Bug #43942 Make SyncObject::backoff really backoff
Submitted: 29 Mar 2009 20:53 Modified: 15 May 2009 16:05
Reporter: Mark Callaghan Email Updates:
Status: Closed Impact on me:
None 
Category:MySQL Server: Falcon storage engine Severity:S3 (Non-critical)
Version:6.0.10 OS:Any
Assigned to: Kelly Long CPU Architecture:Any
Tags: F_PERFORMANCE
Triage: Triaged: D3 (Medium)

[29 Mar 2009 20:53] Mark Callaghan
Description:
I think that SyncObject::backoff() is supposed to implement a busy-wait loop, but I can only guess because there are no comments in the *.h and *.cpp files.
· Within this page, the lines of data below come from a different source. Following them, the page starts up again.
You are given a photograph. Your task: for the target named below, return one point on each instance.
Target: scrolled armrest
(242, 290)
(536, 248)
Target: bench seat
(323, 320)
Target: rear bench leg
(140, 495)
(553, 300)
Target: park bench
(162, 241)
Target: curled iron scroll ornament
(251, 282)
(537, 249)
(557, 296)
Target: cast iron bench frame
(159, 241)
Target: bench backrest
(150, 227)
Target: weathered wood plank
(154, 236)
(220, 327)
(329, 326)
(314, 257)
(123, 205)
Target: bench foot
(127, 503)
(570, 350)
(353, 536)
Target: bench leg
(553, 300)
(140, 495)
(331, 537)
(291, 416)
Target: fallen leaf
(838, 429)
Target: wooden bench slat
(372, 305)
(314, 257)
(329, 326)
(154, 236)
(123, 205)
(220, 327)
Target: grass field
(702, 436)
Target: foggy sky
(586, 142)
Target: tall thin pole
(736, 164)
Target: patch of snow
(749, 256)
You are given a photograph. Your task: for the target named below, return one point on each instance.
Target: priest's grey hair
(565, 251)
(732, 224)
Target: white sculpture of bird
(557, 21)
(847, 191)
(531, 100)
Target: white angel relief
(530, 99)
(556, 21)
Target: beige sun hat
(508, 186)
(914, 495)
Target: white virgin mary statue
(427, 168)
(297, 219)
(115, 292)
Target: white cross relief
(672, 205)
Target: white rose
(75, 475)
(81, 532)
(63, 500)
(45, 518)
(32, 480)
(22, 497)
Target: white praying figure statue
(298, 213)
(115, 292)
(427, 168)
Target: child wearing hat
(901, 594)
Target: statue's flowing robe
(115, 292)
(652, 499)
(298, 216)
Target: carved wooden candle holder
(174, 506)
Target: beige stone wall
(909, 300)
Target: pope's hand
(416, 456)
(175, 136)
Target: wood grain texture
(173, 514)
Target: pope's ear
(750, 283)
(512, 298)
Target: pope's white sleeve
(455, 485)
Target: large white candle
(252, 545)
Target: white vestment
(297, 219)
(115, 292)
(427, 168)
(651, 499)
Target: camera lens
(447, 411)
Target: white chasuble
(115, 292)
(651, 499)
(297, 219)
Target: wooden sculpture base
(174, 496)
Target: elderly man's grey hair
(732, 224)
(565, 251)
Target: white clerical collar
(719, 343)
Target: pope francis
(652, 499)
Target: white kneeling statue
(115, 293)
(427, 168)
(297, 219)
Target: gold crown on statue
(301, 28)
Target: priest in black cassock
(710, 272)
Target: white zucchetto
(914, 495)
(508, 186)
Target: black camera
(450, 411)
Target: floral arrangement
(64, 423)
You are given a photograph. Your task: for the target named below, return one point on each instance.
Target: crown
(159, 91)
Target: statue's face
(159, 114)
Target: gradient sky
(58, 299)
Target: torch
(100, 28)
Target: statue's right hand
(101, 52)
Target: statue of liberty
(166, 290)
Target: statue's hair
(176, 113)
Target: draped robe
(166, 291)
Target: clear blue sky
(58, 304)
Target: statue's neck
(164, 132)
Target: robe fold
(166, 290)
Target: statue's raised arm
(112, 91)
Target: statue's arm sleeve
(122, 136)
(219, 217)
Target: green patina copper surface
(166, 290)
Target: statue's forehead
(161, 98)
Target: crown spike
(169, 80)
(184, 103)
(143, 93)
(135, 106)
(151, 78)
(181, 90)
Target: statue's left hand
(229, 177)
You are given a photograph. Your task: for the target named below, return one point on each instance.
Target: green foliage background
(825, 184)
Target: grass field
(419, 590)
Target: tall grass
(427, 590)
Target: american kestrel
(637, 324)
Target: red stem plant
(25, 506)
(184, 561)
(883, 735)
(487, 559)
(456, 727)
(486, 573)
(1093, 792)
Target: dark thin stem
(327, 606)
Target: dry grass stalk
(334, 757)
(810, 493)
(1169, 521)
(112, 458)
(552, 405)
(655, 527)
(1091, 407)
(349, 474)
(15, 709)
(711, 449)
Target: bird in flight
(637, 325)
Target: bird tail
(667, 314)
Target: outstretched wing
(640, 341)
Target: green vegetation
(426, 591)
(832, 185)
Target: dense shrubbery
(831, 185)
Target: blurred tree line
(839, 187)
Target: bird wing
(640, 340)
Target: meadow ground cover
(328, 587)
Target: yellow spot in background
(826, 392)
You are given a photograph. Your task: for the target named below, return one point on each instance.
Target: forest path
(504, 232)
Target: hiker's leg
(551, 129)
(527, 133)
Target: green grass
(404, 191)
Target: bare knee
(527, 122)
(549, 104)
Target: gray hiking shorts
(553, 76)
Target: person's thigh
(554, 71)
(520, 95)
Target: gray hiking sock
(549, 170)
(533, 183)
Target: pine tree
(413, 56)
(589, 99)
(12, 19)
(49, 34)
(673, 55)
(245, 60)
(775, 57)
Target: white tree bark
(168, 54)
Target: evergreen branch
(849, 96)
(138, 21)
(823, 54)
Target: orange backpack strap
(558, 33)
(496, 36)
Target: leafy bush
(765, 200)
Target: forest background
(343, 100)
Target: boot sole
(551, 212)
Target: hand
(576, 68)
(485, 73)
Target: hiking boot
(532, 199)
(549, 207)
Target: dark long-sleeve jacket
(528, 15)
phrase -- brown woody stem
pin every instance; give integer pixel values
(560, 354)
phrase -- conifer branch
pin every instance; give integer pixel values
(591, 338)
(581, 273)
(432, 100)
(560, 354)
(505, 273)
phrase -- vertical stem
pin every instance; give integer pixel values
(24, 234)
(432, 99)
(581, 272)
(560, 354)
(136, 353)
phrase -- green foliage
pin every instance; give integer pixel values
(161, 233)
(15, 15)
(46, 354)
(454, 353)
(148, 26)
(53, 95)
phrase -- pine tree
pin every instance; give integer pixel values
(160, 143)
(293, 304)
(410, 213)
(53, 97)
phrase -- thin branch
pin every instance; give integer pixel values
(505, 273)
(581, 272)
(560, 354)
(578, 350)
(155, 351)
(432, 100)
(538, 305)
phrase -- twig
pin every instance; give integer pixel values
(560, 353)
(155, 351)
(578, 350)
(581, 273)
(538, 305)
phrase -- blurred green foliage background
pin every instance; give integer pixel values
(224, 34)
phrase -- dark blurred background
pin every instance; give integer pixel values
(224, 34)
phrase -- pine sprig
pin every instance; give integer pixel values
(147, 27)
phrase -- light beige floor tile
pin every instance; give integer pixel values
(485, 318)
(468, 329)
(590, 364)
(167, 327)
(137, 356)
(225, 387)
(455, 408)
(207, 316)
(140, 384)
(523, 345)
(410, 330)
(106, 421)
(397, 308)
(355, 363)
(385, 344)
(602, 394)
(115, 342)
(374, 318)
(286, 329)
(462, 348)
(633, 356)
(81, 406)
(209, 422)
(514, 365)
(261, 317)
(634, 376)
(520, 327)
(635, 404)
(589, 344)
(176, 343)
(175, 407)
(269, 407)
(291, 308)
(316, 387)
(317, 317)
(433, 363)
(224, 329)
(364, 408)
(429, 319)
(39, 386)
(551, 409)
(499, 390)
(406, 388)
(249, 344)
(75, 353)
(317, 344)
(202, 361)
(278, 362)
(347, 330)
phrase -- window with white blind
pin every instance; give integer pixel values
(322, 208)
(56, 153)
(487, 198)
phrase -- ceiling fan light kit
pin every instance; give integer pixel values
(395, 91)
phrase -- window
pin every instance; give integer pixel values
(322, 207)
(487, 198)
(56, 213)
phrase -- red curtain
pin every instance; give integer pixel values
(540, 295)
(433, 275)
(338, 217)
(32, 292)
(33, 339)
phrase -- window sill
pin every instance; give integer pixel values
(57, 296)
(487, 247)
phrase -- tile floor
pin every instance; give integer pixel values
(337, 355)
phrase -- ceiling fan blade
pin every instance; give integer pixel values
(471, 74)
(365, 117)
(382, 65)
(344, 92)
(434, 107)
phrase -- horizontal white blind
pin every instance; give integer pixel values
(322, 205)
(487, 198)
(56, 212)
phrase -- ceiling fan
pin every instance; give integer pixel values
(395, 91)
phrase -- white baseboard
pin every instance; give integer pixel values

The loop as written will be removed by most optimizing compilers including gcc and the lack of a busy-wait loop kills performance. 

mutex_delay in mysys/thr_mutex.c does not have this problem.

The source is this:

void SyncObject::backoff(Thread* thread)
{
        //thread->sleep(1);
        int a = 0;

        for (int n = 0; n < thread->backoff; ++n)
                ++a;

        thread->backoff += a;
}

Code generated by gcc 4.3.1 with -O2

(gdb) disas SyncObject::backoff
Dump of assembler code for function _ZN10SyncObject7backoffEP6Thread:
0x00000000006afec0 <_ZN10SyncObject7backoffEP6Thread+0>:	mov    0xe8(%rsi),%edx
0x00000000006afec6 <_ZN10SyncObject7backoffEP6Thread+6>:	xor    %eax,%eax
0x00000000006afec8 <_ZN10SyncObject7backoffEP6Thread+8>:	push   %rbp
0x00000000006afec9 <_ZN10SyncObject7backoffEP6Thread+9>:	mov    %rsp,%rbp
0x00000000006afecc <_ZN10SyncObject7backoffEP6Thread+12>:	test   %edx,%edx
0x00000000006afece <_ZN10SyncObject7backoffEP6Thread+14>:	cmovns %edx,%eax
0x00000000006afed1 <_ZN10SyncObject7backoffEP6Thread+17>:	add    %edx,%eax
0x00000000006afed3 <_ZN10SyncObject7backoffEP6Thread+19>:	mov    %eax,0xe8(%rsi)
0x00000000006afed9 <_ZN10SyncObject7backoffEP6Thread+25>:	leaveq 
0x00000000006afeda <_ZN10SyncObject7backoffEP6Thread+26>:	retq   

Performance results are at http://mysqlha.blogspot.com/2009/03/make-falcon-faster.html

How to repeat:
Run sysbench or other test with a CPU bound workload and many concurrent users

Suggested fix:
Copy what is done in mutex_delay. Prevent an optimizing compiler from removing the loop.

Also, time a delay at storage engine init time and print this delay in SHOW STATUS output so this problem is easier to spot.
[31 Mar 2009 2:29] Kevin Lewis
Kelly confirms that the current Falcon backoff code is affectively a no-op because the ++a; inside a fixed size loop is optimized into a single addition.  Kelly agreed to provide a solution that will provide performance gains under higher concurrency without costing very much under low concurrency.
[31 Mar 2009 17:34] Bugs System
A patch for this bug has been committed. After review, it may
be pushed to the relevant source trees for release in the next
version. You can access the patch from:

  http://lists.mysql.com/commits/70938

3088 Kelly Long	2009-03-31
      Fix for Bug #43942 - keep compiler optimization from removing a 'noop' loop
      	that we use for a delay
      Initial  tests with SyncObjectTest show this is a gain in most situations.
      I'll run some DBT2 tests to see what the impact will be on benchmarks.
[2 Apr 2009 17:38] Bugs System
Pushed into 6.0.11-alpha (revid:hky@sun.com-20090402144811-yc5kp8g0rjnhz7vy) (version source revid:k.long@sun.com-20090331173027-orwhbrmd7ima50og) (merge vers: 6.0.11-alpha) (pib:6)
[15 May 2009 16:05] MC Brown
Internal/test fix. No changelog entry required.